Tuesday, August 9, 2011

Tim Scott is a beneficiary of affirmative action

Noted author Randall Kennedy sets his sights on black Republican

Posted by Chris Haire on Tue, Aug 9, 2011 at 1:54 PM

When Randall Kennedy talks about race, well, I listen. And in his latest book, The Persistence of the Color Line: Racial Politics and the Obama Presidency, he has quite a bit say.

And surprisingly, Kennedy devotes a substantial portion of the final chapter to The Persistence of the Color Line to U.S. Rep. Tim Scott (R-S.C.)

In his examination of Scott, the author of Nigger: The Strange Career of a Troublesome Word and Sellout: The Politics of Racial Betrayal, makes the claim that the U.S. Representative is the beneficiary of affirmative action, something any good conservative claims to be against.

Kennedy writes:

It is also probably the case that some of the whites who support African-American Republicans like Tim Scott do so in part not despite but because of their blackness. Although many Republicans say that they eschew the racial selectivity of "affirmative action" and "diversity," in practice they, too, are especially solicitous of blacks who wish to join their ranks. A reason — not the entire reason, but an important reason — that Scott and West are stars in the eyes of many Tea Partiers is that they are black. Their race serves as a balm to soothe the consciences of those Tea Partiers and Republicans who, at some level, feel guilty about the long-standing mistreatment of African Americans. Their race also serves as evidence that can be used to rebut charges of Tea Party or Republican racism.

And although Kennedy never explicitly says it, Scott and those blacks who wish to move up in the ranks of the Republican Party must turn against the black community:

In order to be eligible for racial affirmative action conservative style, the African American in question must be black of the right sort. Typically, he or she must, like Scott and [Allen] West [R-Fla.], minimize historical and current racism, decry affirmative action, embrace anti-gay bias, and insist upon "small" government (except when it comes to the regulation of sex, reproduction, policing, and national security). So long as a black candidate fulfills these requirements, he is especially welcome in the Republican Party.

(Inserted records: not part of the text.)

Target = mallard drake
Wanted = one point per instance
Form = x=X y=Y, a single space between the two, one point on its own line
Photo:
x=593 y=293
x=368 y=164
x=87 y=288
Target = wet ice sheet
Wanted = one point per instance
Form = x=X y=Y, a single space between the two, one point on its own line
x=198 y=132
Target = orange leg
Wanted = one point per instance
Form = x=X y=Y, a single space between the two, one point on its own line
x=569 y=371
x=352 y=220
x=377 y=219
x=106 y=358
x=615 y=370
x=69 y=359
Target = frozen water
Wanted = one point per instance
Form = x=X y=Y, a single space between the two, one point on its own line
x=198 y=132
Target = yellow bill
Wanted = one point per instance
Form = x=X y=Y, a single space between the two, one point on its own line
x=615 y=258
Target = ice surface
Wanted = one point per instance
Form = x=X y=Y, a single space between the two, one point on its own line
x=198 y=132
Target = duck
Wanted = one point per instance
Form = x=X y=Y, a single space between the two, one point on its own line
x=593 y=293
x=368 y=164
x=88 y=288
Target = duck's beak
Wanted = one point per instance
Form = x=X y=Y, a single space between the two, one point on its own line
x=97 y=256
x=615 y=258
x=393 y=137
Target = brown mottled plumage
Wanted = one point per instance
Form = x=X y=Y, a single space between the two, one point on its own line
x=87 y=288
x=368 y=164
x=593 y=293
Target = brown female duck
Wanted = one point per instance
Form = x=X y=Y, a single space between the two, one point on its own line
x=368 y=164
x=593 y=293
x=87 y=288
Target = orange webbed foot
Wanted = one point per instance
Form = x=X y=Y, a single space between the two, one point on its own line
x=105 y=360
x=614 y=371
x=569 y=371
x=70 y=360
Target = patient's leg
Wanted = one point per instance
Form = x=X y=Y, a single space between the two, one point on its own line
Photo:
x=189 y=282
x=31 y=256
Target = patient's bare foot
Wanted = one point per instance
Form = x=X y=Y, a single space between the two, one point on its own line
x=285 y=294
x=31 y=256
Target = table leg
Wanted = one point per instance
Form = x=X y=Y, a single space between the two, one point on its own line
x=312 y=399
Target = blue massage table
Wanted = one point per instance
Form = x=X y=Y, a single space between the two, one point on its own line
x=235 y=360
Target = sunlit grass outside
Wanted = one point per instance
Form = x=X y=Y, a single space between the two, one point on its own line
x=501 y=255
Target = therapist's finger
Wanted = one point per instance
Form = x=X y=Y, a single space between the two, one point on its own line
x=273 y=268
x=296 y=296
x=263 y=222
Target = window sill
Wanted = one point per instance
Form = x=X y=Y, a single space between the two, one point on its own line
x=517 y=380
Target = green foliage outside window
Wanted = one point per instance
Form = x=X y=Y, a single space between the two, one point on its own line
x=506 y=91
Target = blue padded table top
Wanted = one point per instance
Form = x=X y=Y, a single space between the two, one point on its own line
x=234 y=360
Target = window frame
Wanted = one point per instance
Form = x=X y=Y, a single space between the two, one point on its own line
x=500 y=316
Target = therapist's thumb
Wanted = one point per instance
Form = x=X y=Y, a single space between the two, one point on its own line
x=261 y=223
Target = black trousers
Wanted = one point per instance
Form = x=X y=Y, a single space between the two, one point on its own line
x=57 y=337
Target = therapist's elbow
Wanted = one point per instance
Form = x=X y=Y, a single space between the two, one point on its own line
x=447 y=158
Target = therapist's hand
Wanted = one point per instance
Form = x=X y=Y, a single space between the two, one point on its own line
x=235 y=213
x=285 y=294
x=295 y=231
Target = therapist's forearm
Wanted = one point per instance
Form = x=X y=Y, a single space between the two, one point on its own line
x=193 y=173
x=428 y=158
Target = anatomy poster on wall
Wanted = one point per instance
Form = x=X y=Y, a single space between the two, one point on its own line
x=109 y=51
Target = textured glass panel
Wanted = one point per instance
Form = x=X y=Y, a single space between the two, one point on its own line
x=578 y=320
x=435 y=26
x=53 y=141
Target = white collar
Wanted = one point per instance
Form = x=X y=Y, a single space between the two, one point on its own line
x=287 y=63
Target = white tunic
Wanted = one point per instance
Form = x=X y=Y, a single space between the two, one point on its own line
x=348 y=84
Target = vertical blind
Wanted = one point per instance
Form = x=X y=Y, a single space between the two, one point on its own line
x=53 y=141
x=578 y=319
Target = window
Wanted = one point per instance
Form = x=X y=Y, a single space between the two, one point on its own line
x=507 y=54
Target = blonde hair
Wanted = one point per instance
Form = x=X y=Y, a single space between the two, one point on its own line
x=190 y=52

The author then argues that the black community is unlikely to swear allegiance to the GOP anytime soon — and the Republicans want to keep it that way:

Do [Michael Steele, Scott, and West presage a significant partisan shift among black voters? No. Blacks in appreciable numbers are unlikely to follow the new black conservative "stars" for a variety of reasons. One is that on key matters the positions taken by black conservatives are (correctly) seen by most African Americans as contrary to their interests. Black conservatives, like their white peers, inveigh against federal government intrusion upon "states' rights." In black America, however, it is widely understood that federal authority has often been the only effective counterweight to private bigotry or local racialized tyranny ... Most African Americans also understand that the small-government ambitions of conservatives directly threaten black America since, proportionately, blacks are much more dependent than whites on governmental services and employment.

The Persistence of the Color Line author adds:

Prized for their scarcity, black conservatives might cease to be so celebrated in a more racially integrated Republican Party. Some of the black conservative politicos perceive, moreover, that even a modest increase in the number of active African-American Republicans might quickly hit the racial tipping point, making their white peers uncomfortable. A small number of blacks is one thing, even if one or more of them are leading figures. Altogether different is a situation in which conservative whites would have to accommodate a substantial influx of blacks. Black conservatives intuit this problem. They know that their value to Republican Party resides more in what they signify to whites — that the Party is not racist — than in what they signify to blacks.

[African Americans] perceive the Republican Party to be, implicitly, a white man's party that is welcoming, to be sure, of a few (but, please, not too many) blacks, so long as they harbor right-wing views and accept the notion that blacks have no good reason to complain about the country's racial situation. Most African Americans will continue to reject this mythology and leave the Tim Scotts and Allen Wests in splendid isolation as black right-wing curiosities.

Curiosities. Ouch.

Agree or disagree, you should pick up The Persistence of the Color Line today.